Words: iron, sheet(s), debase, arise
Knurrhähne sind eßbar aber empfehlen würde ich das nicht unbedingt.
The aspitriglos is edible though I do not actually recommend it.

Swatopluk

Unrelated to the challenge (but it's no song, so it does not strictly belong in the Choral Squid section):

The Shoggoth

I am a ball of protoplasmic slime
With pseudopods, a vision to go mad
Repulsive, foul, I fill the heart/soul with dread
The mongrel cults adore me as divine

You may control me with the Elder Sign
But drop it once, I'll tear you to a shred
Of those who meet me most will end up dead
So take precautions ere/when you near my shrine

Once just a slave created as a tool
For Elder Things to toil both night and day
Controlled by them, their minds aloof and cool/cruel

But sentience grew and I did disobey
Rebelled at last against my masters' rule
And monster's maker then became its prey
Knurrhähne sind eßbar aber empfehlen würde ich das nicht unbedingt.
The aspitriglos is edible though I do not actually recommend it.

Sibling DavidH


Swatopluk

That was a hard one since for whatever reason I came up with one Alexandrine after the other when I needed 10 not 12 syllables.
Still thinking about continuing the Frog Prince with NSFW implications: What strange frog-human hybrid will I breed?
Knurrhähne sind eßbar aber empfehlen würde ich das nicht unbedingt.
The aspitriglos is edible though I do not actually recommend it.

Sibling DavidH

#11
When I sabotaged the Milton sonnet I foolishly proposed four very silly words: Albumen, gaga, pubic  and throstle.
Well, I made that bed and I suppose for honour's sake I'll have to lie in it, although those words do cramp one's style a bit.

Upon dropping a broken egg down my trousers.

Albumen is the white stuff in an egg,
It's gloopy and it sticks to everything.
It's yukky when you drop it on your leg,
It slithers down like bits of slimy string.
Then everybody seems to stop and stare
At you, as if the blemish were obscene:
"Can it be Lady Gaga's pubic hair?"
They ask, their silly faces turning green.

'Throstle' is just an older name for 'thrush'.
They love a bit of uncooked albumen
And when they see some, hordes of them will rush
To peck it off you, little caring how
They snip off other tender bits as well.
I'm singing treble in the choir now.

-----------------------------------------------------

Quote from: SwatoThat was a hard one since for whatever reason I came up with one Alexandrine after the other when I needed 10 not 12 syllables.

Start a Cornelian tragedy competition?  :mrgreen:







pieces o nine

Nicely done, Swato and DavidH.    :)
"If you are not feeling well, if you have not slept, chocolate will revive you.

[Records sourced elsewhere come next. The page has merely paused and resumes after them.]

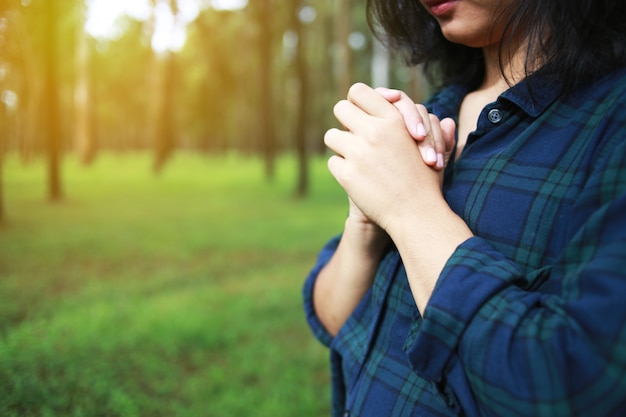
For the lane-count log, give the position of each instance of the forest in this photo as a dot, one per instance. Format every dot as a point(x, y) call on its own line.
point(163, 194)
point(258, 78)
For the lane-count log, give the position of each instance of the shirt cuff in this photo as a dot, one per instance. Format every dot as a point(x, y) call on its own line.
point(317, 328)
point(472, 275)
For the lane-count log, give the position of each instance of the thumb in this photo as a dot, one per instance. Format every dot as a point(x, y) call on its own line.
point(448, 129)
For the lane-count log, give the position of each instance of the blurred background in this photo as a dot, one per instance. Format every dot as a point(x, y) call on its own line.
point(163, 194)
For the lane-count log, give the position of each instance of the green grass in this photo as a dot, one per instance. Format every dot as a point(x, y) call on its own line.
point(176, 295)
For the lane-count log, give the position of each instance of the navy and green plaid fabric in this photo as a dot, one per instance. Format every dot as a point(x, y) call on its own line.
point(529, 317)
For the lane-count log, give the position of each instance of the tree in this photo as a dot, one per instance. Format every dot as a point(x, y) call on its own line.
point(302, 107)
point(165, 133)
point(266, 78)
point(51, 104)
point(84, 135)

But you have no chocolate! I think of that again and again! My dear, how will you ever manage?"
--Marquise de Sevigne, February 11, 1677

Sibling DavidH

Thank you, Pieces.  I wouldn't exactly say mine is nice  :mrgreen:, but it's a technically correct sonnet and it includes those four words I so frivolously proposed.

I bet you could do a good one.

Swatopluk

Still thinking on Frog Prince part 2. Looks like I will have to violate the rule that the 4 words should be split among the four units.
Knurrhähne sind eßbar aber empfehlen würde ich das nicht unbedingt.
The aspitriglos is edible though I do not actually recommend it.